The article went on to cite a 2019 piece in The Guardian newspaper suggesting that war idioms might increase fatalistic views of cancer, then presented, as a counterpoint, Bodd’s study conclusions that the usage of war metaphors “could be helpful for some patients.”
Joshua Briscoe, MD, a hospice and palliative care physician at the Durham VA Medical Center and assistant professor of Psychiatry and Behavioral Sciences at Duke, engaged Bodd over Twitter about the study findings.
“Of all the metaphors, the war metaphor is the most rigid. It doesn’t permit the possibility of other outcomes beyond winning/losing. It flattens the moral landscape of healthcare,” he wrote. “Nearly all the patients I see have a limited life expectancy, so the war metaphor carries too much win/loss. I might have a different view if I saw more patients who were being cured.” (Read Briscoe's commentary piece on faith, living, dying, and cancer in Mere Orthodoxy for more of his insights.)

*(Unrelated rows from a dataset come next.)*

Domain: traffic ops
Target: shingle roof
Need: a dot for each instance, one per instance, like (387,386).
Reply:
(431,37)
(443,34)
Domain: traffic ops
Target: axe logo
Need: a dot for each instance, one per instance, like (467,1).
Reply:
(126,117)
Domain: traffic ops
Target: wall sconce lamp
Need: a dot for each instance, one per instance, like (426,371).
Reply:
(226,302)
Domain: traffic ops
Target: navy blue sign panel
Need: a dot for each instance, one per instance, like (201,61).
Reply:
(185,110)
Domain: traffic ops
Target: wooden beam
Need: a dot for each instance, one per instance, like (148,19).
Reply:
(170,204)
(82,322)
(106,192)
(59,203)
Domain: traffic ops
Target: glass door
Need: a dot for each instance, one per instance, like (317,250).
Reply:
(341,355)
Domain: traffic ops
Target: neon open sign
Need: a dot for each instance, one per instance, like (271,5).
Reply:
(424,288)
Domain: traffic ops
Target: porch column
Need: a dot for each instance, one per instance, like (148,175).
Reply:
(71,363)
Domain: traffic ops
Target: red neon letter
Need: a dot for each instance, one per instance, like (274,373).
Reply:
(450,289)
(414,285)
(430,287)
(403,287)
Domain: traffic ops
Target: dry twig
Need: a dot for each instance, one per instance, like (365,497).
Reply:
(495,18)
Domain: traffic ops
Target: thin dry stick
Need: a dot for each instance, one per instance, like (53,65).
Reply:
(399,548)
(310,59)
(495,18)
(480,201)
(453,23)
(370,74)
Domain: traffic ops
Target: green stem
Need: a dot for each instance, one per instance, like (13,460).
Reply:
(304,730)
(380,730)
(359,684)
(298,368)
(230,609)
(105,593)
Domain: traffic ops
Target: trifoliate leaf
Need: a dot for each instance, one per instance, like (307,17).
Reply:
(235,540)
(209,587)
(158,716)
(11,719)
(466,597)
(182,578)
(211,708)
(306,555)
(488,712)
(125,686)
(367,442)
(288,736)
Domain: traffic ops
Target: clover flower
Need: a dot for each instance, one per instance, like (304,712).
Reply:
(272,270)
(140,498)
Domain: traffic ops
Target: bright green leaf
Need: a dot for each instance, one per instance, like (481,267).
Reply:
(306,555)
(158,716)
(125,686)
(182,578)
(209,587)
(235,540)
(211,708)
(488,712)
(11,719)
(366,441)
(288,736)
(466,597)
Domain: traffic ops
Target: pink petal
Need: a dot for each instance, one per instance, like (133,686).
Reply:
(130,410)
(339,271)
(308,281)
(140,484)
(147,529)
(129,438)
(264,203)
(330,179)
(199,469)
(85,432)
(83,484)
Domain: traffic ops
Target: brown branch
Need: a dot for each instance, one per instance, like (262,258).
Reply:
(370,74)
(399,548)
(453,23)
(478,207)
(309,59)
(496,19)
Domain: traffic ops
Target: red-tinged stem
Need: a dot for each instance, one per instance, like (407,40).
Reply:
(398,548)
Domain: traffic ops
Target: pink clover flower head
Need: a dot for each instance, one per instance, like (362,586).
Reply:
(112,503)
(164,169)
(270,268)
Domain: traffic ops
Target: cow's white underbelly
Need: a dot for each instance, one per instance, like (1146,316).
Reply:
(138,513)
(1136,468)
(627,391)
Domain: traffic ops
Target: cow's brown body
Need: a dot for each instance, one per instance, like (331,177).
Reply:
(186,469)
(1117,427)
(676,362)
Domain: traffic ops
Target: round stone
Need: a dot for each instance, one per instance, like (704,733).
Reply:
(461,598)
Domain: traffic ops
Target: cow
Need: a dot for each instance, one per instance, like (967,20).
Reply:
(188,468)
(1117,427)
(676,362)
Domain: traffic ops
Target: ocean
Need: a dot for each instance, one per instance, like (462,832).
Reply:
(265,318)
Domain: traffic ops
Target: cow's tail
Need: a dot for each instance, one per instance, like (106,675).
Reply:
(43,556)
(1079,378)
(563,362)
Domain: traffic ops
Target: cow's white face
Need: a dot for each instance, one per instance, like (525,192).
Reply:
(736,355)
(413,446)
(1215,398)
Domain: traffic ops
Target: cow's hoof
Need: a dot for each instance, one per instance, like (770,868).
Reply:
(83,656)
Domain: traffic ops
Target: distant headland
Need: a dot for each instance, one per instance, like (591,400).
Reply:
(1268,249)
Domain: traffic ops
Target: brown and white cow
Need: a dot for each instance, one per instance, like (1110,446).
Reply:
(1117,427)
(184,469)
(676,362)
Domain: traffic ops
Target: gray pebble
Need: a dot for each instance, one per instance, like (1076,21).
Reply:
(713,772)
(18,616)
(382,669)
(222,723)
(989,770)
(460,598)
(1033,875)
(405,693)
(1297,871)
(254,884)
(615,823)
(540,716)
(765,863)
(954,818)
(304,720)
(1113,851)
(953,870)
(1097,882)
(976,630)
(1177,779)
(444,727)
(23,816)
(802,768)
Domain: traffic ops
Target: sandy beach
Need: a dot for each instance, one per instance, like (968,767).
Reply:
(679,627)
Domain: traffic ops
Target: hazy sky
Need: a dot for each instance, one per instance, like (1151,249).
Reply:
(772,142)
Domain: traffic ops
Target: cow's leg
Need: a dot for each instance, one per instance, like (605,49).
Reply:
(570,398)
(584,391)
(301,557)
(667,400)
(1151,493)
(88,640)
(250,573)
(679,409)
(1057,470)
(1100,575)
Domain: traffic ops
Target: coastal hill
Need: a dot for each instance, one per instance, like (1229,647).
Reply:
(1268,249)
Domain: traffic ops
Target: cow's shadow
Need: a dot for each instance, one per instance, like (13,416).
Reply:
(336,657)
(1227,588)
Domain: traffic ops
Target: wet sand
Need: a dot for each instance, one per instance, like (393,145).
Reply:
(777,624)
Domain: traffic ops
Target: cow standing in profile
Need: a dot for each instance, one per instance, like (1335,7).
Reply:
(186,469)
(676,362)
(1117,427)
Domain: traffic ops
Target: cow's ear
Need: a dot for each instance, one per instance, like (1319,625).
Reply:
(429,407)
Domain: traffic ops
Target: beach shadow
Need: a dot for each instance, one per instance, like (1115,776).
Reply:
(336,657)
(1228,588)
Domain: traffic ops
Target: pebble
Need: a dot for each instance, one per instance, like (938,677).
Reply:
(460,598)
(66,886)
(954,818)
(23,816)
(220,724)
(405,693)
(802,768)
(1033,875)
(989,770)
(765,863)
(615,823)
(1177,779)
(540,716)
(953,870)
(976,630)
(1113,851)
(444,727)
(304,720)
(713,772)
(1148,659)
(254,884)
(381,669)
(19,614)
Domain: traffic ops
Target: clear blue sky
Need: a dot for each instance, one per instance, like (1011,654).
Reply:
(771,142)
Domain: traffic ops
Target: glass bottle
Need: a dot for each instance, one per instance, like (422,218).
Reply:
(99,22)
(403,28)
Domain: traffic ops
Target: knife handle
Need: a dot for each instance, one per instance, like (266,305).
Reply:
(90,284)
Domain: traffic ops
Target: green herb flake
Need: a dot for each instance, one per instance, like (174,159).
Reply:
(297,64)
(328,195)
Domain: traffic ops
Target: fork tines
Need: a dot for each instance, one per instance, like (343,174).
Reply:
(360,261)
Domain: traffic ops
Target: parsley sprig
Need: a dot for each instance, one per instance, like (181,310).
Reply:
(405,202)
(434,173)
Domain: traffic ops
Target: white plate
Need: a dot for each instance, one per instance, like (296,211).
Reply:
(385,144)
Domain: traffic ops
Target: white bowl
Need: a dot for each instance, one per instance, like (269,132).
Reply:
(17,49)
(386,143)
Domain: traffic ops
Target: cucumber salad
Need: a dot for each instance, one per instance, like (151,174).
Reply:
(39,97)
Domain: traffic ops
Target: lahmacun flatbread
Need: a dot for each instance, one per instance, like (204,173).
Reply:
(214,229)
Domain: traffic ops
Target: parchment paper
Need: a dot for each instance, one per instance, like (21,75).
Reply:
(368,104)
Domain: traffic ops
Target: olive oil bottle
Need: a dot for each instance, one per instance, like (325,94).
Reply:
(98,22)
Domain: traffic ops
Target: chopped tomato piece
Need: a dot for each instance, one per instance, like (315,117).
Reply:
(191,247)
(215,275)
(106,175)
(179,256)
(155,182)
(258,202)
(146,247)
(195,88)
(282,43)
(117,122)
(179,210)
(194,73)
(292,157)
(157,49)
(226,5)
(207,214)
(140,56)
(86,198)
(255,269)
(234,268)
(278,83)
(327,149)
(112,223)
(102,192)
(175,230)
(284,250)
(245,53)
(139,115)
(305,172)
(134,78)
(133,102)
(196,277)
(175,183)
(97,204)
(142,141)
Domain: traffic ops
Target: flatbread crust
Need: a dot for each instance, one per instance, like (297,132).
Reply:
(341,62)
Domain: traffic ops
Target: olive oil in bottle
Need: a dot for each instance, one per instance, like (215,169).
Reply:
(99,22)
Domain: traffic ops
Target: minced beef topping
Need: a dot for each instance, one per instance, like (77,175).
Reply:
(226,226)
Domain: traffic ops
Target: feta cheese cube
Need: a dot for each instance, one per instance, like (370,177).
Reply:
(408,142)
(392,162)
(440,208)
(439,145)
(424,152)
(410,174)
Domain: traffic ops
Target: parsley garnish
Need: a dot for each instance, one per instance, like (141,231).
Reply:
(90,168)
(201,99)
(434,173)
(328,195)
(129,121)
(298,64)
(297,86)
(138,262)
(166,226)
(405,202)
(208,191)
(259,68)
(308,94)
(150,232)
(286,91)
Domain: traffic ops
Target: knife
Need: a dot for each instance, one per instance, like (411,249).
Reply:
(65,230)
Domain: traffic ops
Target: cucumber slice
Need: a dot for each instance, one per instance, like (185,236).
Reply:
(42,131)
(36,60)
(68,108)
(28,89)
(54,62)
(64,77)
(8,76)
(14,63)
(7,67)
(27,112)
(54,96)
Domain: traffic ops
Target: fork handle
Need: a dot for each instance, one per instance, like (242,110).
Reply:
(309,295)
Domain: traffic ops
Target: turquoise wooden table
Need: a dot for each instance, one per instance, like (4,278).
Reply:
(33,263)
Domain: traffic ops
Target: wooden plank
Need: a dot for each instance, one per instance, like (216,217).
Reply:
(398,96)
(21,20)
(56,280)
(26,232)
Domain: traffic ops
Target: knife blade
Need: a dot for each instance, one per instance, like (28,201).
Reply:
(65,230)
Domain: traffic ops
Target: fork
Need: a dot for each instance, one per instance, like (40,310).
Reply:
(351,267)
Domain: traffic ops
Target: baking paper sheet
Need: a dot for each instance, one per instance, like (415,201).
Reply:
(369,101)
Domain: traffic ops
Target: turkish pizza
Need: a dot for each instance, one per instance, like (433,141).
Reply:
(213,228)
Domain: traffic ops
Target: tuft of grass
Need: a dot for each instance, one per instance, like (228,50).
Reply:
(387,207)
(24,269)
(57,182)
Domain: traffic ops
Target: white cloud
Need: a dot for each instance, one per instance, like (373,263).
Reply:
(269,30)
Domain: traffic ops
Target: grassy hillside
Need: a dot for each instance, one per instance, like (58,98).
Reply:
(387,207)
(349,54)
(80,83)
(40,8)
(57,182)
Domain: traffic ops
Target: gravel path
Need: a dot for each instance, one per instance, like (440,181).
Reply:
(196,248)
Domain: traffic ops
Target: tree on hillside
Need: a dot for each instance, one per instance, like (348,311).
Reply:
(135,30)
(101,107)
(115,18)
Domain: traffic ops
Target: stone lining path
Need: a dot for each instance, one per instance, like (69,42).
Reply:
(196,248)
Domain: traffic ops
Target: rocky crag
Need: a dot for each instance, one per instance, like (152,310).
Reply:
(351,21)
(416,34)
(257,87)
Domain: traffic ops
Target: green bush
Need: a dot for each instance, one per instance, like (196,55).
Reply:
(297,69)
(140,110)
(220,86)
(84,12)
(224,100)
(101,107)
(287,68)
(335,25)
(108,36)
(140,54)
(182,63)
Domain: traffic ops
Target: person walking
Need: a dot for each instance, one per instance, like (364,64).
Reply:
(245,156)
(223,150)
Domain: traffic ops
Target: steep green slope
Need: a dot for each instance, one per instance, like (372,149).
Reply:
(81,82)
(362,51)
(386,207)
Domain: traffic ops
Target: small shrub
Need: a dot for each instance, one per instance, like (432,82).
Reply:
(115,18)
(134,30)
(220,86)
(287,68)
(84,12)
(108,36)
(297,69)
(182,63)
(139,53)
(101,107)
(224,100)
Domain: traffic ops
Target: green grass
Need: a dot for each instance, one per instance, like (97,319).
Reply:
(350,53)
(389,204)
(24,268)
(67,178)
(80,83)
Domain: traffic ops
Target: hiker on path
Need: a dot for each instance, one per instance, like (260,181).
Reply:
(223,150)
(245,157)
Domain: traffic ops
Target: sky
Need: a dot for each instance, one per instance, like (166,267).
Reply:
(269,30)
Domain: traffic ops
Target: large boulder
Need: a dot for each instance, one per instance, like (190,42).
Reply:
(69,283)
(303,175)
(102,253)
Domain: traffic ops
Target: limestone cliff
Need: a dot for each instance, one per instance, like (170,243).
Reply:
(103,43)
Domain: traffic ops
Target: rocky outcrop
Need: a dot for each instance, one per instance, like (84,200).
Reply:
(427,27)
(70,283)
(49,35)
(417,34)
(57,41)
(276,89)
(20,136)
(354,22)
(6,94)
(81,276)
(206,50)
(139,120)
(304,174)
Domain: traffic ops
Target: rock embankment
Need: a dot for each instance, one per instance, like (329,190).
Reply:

Though the study team did not interview clinicians, Bodd agrees that a study about how clinicians engage or don’t engage with the “cancer battle” would be worthwhile.
“From anecdotal experiences in talking to physicians, whether medical or surgical oncologists, some of them say they don’t follow their (the patient’s) lead about the war metaphor; i.e. if the patient uses it, they still don’t use it. There are some who use it if the patient introduces the metaphor into this space. And some physicians do introduce the metaphor themselves,” she said, noting that only one study participant said their doctor introduced the war metaphor.
Noted Briscoe, “It would be helpful to know how metaphors influence clinicians’ own practice… whether they view themselves as fellow warriors, companions on a journey, coaches, or mere scientists… I appreciate the authors’ work here because clinicians do need to be more mindful of how metaphors and language in general operate in the clinical encounter… We (as clinicians) need to listen, so we can respond appropriately.”